Karl-Josef Hildenbrand/dpa

Die Familie macht sich schwere Vorwürfe

Für Vater Werner D. spricht sein Anwalt: Er als Vater habe Schuld auf sich geladen und es gäbe keinen Tag, an dem er nicht an seine Tochter Pauline denke. „Ich erschrecke mich, was passiert ist. Ich hoffe, Pauline kann mir verzeihen.“ Und weiter: Es sei „das Schlimmste, was unserer Familie passieren konnte.“

Die Familie mache sich schwere Vorwürfe: „Wir haben uns bis zuletzt nicht vorstellen können, dass Pauline stirbt.“ Er trage Verantwortung am Tod der Tochter und habe eine verzerrte Einschätzung gehabt. Pauline war ein zierliches, sensibles Mädchen und wollte vehement nicht ins Krankenhaus. Die Corona-Zeit habe die Familie enorm eingeschränkt. Aber: „Ich hatte bis zuletzt gedacht, dass alles wieder gut wird.“ Heute sei ihm klar: „Ich hätte dafür sorgen müssen, dass Pauline, auch gegen ihren Willen, in einem Krankenhaus behandelt wird. “

Kripo-Beamter ist beim Anblick von Pauline geschockt

Ein Beamter der Kripo sagt vor Gericht aus. Für ihn war es ein schockierender Anblick. Pauline lag tot im Schlafzimmer der Eltern auf dem Boden. Im Bett der Mutter habe sie in den letzten Tagen übernachtet. Auf dem Nachtisch wäre Traubenzucker gewesen.
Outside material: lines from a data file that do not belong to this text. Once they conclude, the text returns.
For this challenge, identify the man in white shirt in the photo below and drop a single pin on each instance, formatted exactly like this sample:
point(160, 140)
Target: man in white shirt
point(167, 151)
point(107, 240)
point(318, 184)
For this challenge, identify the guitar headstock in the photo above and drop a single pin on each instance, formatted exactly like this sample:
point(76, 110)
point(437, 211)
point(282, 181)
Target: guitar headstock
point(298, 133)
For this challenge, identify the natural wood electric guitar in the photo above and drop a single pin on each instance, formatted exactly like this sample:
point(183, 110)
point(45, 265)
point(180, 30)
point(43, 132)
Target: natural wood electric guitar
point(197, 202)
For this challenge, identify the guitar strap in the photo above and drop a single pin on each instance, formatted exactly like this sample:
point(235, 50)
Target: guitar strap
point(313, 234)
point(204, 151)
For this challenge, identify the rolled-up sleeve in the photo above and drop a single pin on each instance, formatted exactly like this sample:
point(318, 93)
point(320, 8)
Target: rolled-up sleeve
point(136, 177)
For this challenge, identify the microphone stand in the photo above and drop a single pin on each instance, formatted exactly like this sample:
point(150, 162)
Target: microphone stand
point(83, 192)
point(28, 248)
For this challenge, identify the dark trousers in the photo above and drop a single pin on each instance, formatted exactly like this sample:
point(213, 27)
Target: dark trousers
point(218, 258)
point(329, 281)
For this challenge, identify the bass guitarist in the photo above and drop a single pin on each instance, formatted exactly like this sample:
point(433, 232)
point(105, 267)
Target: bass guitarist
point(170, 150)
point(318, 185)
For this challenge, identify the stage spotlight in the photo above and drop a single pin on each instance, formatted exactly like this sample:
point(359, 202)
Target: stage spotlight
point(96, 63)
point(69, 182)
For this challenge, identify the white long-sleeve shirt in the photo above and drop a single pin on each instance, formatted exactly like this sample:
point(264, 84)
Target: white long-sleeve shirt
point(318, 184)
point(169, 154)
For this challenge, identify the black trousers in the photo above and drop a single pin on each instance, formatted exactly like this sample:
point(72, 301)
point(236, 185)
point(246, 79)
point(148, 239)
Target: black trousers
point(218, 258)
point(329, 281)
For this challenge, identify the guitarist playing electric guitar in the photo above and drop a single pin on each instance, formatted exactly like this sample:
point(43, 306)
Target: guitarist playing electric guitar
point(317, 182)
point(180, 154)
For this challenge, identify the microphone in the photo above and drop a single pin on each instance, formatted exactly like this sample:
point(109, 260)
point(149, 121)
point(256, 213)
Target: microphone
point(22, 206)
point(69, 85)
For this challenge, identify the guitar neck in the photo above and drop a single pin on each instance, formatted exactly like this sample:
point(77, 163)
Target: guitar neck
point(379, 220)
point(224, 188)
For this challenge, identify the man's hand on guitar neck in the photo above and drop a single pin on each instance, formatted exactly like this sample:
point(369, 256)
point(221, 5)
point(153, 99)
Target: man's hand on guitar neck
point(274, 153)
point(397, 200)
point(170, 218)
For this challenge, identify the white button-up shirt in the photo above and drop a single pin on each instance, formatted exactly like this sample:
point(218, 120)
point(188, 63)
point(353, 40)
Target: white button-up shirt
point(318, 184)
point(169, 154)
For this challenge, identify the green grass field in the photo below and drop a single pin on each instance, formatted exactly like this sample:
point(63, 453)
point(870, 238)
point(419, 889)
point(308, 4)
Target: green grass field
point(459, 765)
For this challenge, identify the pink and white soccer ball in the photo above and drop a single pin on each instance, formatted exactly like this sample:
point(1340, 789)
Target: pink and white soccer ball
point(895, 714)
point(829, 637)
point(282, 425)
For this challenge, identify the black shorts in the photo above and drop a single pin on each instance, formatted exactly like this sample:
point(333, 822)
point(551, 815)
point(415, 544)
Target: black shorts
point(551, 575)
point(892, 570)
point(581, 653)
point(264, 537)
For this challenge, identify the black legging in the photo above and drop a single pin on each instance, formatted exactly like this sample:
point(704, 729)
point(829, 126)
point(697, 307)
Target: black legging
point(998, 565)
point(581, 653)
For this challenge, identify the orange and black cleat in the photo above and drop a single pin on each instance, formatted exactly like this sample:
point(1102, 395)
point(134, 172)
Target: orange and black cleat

Für den Beamten war ihr Anblick „erschreckend“. Sie sei wie ein Skelett gewesen. „Der Körper war komplett ausgezehrt, das kann nicht von heute auf morgen gewesen sein.“ Der Beamte habe den Eindruck gehabt, „dass die Eltern das selbst regeln wollten”.

Drei Verhandlungstage nimmt sich das Gericht Zeit, Paulines Tod aufzuklären. Am 26. November soll das Urteil fallen.